Tim Lahey, an infectious diseases physician and medical ethicist, agreed with the basic thrust of Gaffney’s plea for caution in long covid research. But he also argues that scientists and doctors need to be humble, especially in how they interact with these patients.

“I think one place where traditional biomedicine sometimes falls down is that we might say: If I can’t find a physiological sequence of cause and effect to explain something, then I might dismiss it as not real or not something that I care about,” he said. “And that can provide an opening for somebody who says that they’ve got the answer for you, and that all you have to do is give them money, and they’ll listen to you and they’ll be sympathetic. So who wouldn’t turn to that person?”

Already, there have been self-proclaimed experts pretending to have all the answers. In February, Goop CEO Gwyneth Paltrow made waves when she said she took care of her long covid through “intuitive fasting” and infrared saunas—statements that soon earned a rebuke from UK government experts. Oftentimes, peddlers of medically dubious treatments will specifically target people with chronic illness, hoping to entice those desperate enough to try anything, and long covid won’t be an exception.

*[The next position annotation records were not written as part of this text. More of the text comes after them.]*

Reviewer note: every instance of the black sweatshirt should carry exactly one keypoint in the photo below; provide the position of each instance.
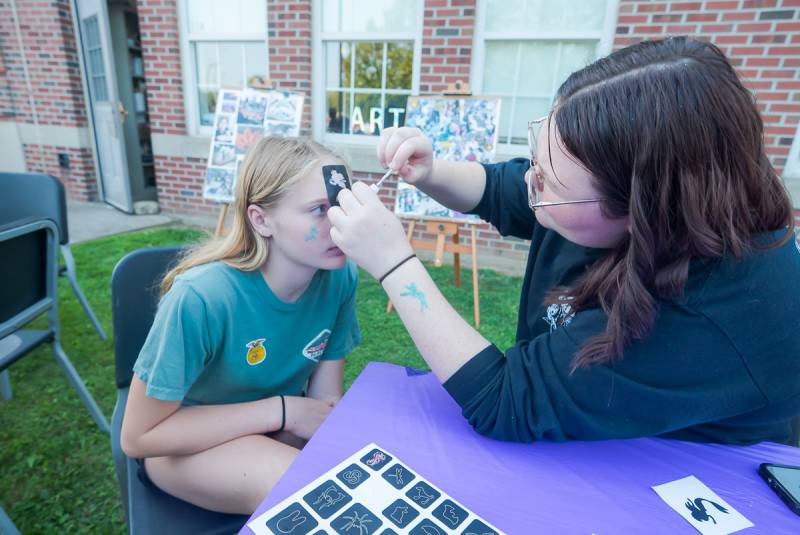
(721, 364)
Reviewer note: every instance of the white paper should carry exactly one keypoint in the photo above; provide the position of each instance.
(702, 507)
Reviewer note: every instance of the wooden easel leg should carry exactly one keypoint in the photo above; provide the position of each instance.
(475, 297)
(410, 236)
(220, 230)
(456, 262)
(439, 252)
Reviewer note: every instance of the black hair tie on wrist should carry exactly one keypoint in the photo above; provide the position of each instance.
(283, 415)
(403, 261)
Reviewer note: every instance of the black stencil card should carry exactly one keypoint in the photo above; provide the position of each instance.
(336, 179)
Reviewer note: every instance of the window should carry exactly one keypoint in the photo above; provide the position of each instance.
(368, 71)
(224, 45)
(791, 172)
(525, 49)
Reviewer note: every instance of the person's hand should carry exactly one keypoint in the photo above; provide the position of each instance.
(407, 151)
(366, 231)
(305, 415)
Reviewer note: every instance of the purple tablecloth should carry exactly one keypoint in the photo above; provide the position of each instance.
(575, 487)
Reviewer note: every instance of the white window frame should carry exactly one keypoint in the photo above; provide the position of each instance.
(189, 69)
(791, 171)
(319, 99)
(605, 38)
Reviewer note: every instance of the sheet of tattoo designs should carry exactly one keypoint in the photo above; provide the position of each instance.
(371, 492)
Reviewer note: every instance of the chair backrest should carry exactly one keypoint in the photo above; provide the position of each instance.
(36, 195)
(134, 297)
(28, 271)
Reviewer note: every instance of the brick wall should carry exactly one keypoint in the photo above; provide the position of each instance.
(180, 186)
(761, 37)
(50, 93)
(446, 56)
(289, 31)
(179, 180)
(447, 32)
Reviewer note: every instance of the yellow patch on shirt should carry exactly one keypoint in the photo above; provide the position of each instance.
(256, 352)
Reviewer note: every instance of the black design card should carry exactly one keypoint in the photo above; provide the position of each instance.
(336, 179)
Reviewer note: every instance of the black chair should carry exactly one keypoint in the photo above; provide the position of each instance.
(28, 275)
(37, 195)
(134, 296)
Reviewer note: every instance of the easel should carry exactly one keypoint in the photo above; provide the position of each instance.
(259, 83)
(444, 228)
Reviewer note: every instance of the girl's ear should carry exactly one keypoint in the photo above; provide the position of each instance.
(260, 221)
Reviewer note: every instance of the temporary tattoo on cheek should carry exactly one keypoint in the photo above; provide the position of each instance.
(414, 292)
(312, 233)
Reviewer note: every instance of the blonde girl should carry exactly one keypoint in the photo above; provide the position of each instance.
(245, 356)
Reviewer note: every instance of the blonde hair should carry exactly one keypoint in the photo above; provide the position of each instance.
(267, 173)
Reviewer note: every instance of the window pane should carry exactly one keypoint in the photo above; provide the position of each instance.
(399, 65)
(206, 104)
(206, 62)
(369, 15)
(255, 60)
(395, 112)
(500, 68)
(574, 56)
(338, 118)
(545, 15)
(231, 65)
(231, 16)
(369, 65)
(367, 114)
(525, 109)
(229, 71)
(537, 68)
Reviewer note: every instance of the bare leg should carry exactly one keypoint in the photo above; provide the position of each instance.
(233, 477)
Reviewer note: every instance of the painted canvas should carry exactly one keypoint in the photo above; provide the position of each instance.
(460, 129)
(242, 118)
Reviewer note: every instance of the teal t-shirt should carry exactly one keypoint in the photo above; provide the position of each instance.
(221, 336)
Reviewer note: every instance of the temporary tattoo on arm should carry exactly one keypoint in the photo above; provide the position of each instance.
(312, 233)
(413, 291)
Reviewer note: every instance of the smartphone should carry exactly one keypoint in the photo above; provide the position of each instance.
(785, 481)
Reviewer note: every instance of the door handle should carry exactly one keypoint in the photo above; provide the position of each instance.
(122, 111)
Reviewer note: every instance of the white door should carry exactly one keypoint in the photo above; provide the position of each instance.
(105, 106)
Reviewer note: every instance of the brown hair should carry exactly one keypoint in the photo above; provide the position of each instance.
(675, 143)
(267, 173)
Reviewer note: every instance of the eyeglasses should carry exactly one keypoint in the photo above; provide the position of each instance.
(534, 128)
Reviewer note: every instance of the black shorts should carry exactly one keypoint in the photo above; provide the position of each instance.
(141, 473)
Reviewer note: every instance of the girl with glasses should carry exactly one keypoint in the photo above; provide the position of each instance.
(661, 292)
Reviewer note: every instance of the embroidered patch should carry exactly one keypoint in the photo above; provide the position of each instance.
(559, 314)
(316, 347)
(256, 352)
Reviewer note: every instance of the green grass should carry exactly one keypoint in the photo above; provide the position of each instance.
(57, 471)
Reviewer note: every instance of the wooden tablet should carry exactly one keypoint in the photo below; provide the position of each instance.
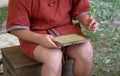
(66, 40)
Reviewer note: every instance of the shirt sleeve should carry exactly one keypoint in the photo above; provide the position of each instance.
(18, 14)
(79, 7)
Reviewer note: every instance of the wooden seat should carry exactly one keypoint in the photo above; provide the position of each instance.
(16, 64)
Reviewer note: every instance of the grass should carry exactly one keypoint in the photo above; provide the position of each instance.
(106, 41)
(3, 14)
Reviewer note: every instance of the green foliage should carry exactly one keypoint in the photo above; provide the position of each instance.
(106, 10)
(3, 14)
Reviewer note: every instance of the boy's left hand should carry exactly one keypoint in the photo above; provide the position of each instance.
(93, 25)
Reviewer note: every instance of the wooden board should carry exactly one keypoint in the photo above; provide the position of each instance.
(66, 40)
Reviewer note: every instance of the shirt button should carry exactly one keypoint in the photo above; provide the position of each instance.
(51, 3)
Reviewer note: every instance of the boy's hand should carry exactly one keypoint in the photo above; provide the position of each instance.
(48, 41)
(89, 22)
(93, 25)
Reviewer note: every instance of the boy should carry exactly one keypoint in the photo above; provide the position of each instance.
(30, 21)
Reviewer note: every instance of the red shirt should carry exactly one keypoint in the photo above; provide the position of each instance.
(38, 15)
(44, 14)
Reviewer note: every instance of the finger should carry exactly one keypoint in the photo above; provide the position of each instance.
(53, 42)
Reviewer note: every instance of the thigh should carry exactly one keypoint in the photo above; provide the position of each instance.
(44, 55)
(81, 51)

Ensuring that patients don’t feel deserted by doctors should help reduce the risk of people turning to worthless and potentially dangerous treatments, Putrino says.

“I think we need to go into this with eyes wide open, understanding there are going to be predatory individuals who view a novel condition as a new market. There are always going to be unscrupulous people who see that as an opportunity to make a quick buck. And so the way that we tend to this is we talk openly with our patients,” he said. “If they want to try something out, we ask to speak with the practitioner first. We share knowledge, we’re open, we’re collaborative, we’re open minded. And we just do our best to be good partners to the patients in terms of their quest to get well.”

No matter where our research into long covid leads, Lahey says, the people at the center of it deserve just as much empathy and respect as everyone else, especially from doctors.

“I can imagine a universe in which the symptoms have absolutely nothing to do with psychiatric states, and they’re just inflammatory,” he said. “But I can also imagine that it’s more complicated, a mixture of all of the above. And if that’s the case, that old fashioned paradigm of saying that it’s all in your head, which means it’s depression and somehow a black mark on your character, must be avoided—that’s just an outdated way of thinking about things.”

Some of the obligation that doctors have to patients, Pearson says, is the willingness to be there for them even when they don’t have all the answers and to be upfront about the things they do and don’t know.

“Part of our job is to see suffering, see irremediable suffering and to recognize our own smallness—the limitations of our art—in the face of that suffering, which is a deep, profound, and innate part of being a human being. And to say that I will continue to be present and do my best for this person, even so,” she said. “I would add that we also need to be honest and straightforward about our clinical suspicions. And I feel like sometimes we don’t give patients enough credit, to at least acknowledge that there’s a psychological component to their suffering … They’re not nearly as closed off about this concept as physicians are.”